Prasar Bharati can't be regulator: Parliamentary panel

Prasar Bharati can't be regulator: Parliamentary panel

PrasarBharati

NEW DELHI: Content on the idiot-box and its regulation may have become a hot issue (no pun intended here), but a parliamentary panel has shot down a government suggestion that India's pubcaster Prasar Bharati be empowered through a legislation to regulate content on TV channels.

Even while agreeing with the information and broadcasting ministry that there is an imperative need to check content on TV channels, private or otherwise, the parliamentary panel has observed, "The committee do(es) not endorse its view with the ministry that Prasar Bharati should be empowered to check or regulate...programme/ads being broadcast by cable operators or satellite channels."

The I&B ministry had submitted before the Standing Committee on information technology (that also deals with matters related to broadcasting) that previous attempts to check indecent programming and advertising on TV channels, specifically private ones, had come a cropper.

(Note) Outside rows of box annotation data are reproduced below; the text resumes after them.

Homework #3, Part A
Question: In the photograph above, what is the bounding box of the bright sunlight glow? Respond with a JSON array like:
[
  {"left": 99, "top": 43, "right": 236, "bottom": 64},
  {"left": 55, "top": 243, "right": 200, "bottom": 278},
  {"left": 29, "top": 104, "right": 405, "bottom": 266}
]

A proposed omnibus legislation encompassing IT, telecom and broadcast sectors too has lapsed.

Pointing out that the ministry itself would not be able to control/regulate content on TV channels as "there is no regulatory mechanism," a ministerial representative had submitted before the parliamentary panel that Prasar Bharati be empowered through an amendment in the Prasar Bharati Act and other related legislation to act as a content regulator.

Prasar Bharati is an autonomous organisation that manages the affairs of Doordarshan and All India Radio.

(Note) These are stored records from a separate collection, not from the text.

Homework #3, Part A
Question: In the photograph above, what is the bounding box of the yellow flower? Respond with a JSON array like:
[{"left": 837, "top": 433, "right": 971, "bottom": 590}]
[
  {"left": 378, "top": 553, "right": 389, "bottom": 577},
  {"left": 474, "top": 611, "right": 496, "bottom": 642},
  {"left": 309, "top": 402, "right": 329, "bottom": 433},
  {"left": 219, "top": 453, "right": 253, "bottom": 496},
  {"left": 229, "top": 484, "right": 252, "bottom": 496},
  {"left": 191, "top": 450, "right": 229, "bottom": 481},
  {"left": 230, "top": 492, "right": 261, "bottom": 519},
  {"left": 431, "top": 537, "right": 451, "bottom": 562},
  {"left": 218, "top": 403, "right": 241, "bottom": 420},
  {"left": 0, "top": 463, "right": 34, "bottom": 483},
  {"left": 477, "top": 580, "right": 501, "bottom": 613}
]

"The representative of the ministry added that implementation of this Act (the Cable TV Networks [Regulation] Act, 1995 in this context (indecent and surrogate programming and advertising) had been found hardly fruitful because these (designated) authorities were extremely busy and hardly had time to concentrate on these issues," the standing panel report states.

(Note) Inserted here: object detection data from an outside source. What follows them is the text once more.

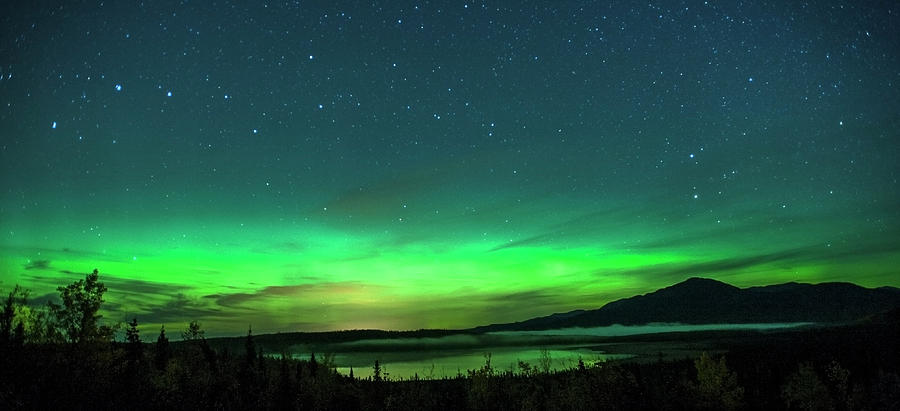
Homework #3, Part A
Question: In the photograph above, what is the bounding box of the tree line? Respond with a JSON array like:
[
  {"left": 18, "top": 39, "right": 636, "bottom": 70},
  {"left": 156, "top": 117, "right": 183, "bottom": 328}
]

According to the report, a copy of which is available with indiantelevision.com, "The ministry, therefore, requested that Prasar Bharati should be empowered in the Act to prohibit, regulate and check on quality and indecent content being telecast by satellite channels or cable operators."

Interestingly, the reason given by the parliamentary panel in not favouring Prasar Bharati as a content regulator is because Prasar Bharati was an interested player in the whole game as a broadcaster.

"Keeping in view the fact that Prasar Bharati and cable operators (meaning private satellite channels) are competitors to each other," the pubcaster's candidature could not be 'endorsed'," the panel noted in its fourth report tabled in Parliament on Monday.

However, the panel directed the government to take up the content regulation issue in all earnest, giving it "top priority without delay."

Pointing out that the panel should be kept apprised of developments on this front, the report states, "Government should initiate amendments in the existing Cable TV Network (Regulation) Act in order to constitute an independent and permanent regulatory body."